The principle is to use as few capitals as possible, because they make the copy look ‘spotty’ and that bit harder to read. As a rule of thumb, if you are talking about a specific office or body, use a cap. If you talking about the office or body in general terms, use lower case. For example: the Bishop of Rochester, but a meeting of bishops; the Minister for Pensions but ‘ministers decided to . . .’

To cap or not?

  • acronyms: these are groups of initials forming a word which you can say, such as Nato, Aids and Asbo, and are written with an initial cap and lower case. However, if the acronym forms another familiar word, it avoids possible confusion to cap up the whole thing, such as NICE, SATs and PIN. (Incidentally SATs should not be followed by the word ‘tests’ nor should PIN be followed by the word ‘number’). An apparent exception was UKIP, which at first was capitalised even though you can say it and it cannot be confused with another word, but over a few months Ukip became the norm: an interesting example of language in motion. Some acronyms are so familiar that they have become words in their own right, such as radar, and obviously you would not give that a cap. Nimby: the plural is Nimbys, not Nimbies. It’s a made-up word so does not have to follow the rules. The same applies to any other acronym ending in ‘y’.

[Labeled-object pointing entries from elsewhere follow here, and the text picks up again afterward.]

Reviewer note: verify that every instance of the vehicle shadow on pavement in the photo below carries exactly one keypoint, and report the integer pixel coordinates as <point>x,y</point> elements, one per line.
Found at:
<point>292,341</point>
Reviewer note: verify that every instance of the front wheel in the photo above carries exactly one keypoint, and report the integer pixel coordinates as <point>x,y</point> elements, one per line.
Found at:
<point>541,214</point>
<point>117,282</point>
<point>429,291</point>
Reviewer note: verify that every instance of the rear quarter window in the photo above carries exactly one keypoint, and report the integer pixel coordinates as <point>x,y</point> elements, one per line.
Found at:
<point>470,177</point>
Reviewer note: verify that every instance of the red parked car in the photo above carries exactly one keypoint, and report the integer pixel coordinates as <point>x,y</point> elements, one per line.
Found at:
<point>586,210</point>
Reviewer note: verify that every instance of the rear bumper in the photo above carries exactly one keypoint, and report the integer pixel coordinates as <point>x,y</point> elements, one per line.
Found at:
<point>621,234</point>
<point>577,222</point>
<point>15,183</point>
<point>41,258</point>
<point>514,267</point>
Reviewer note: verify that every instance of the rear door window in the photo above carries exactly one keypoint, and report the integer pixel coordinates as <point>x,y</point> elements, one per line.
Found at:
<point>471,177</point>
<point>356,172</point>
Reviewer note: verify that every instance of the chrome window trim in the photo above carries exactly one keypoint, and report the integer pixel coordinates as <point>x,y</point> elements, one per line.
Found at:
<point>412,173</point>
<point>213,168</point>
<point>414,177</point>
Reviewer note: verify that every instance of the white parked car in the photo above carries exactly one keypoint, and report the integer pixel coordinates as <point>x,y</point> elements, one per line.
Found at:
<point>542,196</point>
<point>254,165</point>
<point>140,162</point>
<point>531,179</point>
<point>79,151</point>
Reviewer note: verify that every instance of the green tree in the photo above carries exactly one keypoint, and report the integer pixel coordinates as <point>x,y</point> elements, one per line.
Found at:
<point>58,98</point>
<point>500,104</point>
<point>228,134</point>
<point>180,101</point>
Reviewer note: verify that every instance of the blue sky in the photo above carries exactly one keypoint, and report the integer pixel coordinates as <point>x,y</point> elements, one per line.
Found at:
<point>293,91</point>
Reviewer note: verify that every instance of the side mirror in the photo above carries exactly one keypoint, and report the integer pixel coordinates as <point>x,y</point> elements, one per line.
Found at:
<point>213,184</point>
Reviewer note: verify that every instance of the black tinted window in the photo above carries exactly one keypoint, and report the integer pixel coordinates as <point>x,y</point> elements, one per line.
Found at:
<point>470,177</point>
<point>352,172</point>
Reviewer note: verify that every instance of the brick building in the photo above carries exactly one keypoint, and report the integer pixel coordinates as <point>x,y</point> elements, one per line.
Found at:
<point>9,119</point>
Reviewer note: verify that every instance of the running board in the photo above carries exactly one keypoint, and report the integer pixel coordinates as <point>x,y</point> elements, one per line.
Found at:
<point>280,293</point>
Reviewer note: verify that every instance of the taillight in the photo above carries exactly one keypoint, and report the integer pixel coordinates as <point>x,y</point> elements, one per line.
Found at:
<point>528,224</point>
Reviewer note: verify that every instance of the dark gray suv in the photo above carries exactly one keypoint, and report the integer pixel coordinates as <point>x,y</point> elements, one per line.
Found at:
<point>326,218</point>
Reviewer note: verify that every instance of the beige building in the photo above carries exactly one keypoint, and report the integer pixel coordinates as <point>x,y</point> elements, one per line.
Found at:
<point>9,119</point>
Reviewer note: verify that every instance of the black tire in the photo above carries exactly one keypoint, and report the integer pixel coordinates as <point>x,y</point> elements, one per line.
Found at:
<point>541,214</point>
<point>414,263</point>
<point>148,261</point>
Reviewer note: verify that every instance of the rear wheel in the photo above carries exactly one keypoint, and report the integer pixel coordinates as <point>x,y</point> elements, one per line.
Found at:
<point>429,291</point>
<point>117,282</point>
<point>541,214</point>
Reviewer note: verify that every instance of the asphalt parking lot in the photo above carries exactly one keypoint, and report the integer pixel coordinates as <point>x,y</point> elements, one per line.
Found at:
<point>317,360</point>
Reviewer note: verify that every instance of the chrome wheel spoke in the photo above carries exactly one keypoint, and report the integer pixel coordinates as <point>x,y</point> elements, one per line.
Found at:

  • arty things take a cap, such as Renaissance, Impressionism, Impressionist painter, Cubism, Old Master, the Fauves, Picasso’s Blue Period, Art Nouveau, Art Deco, Pop Art.

  • company names: some companies have decided to drop the initial cap, such as adidas. This can look very odd in copy and headlines so I would tend to keep the initial cap. However easyJet and eBay are ok. A lot of this is getting used to names, so use your judgment about whether it looks peculiar.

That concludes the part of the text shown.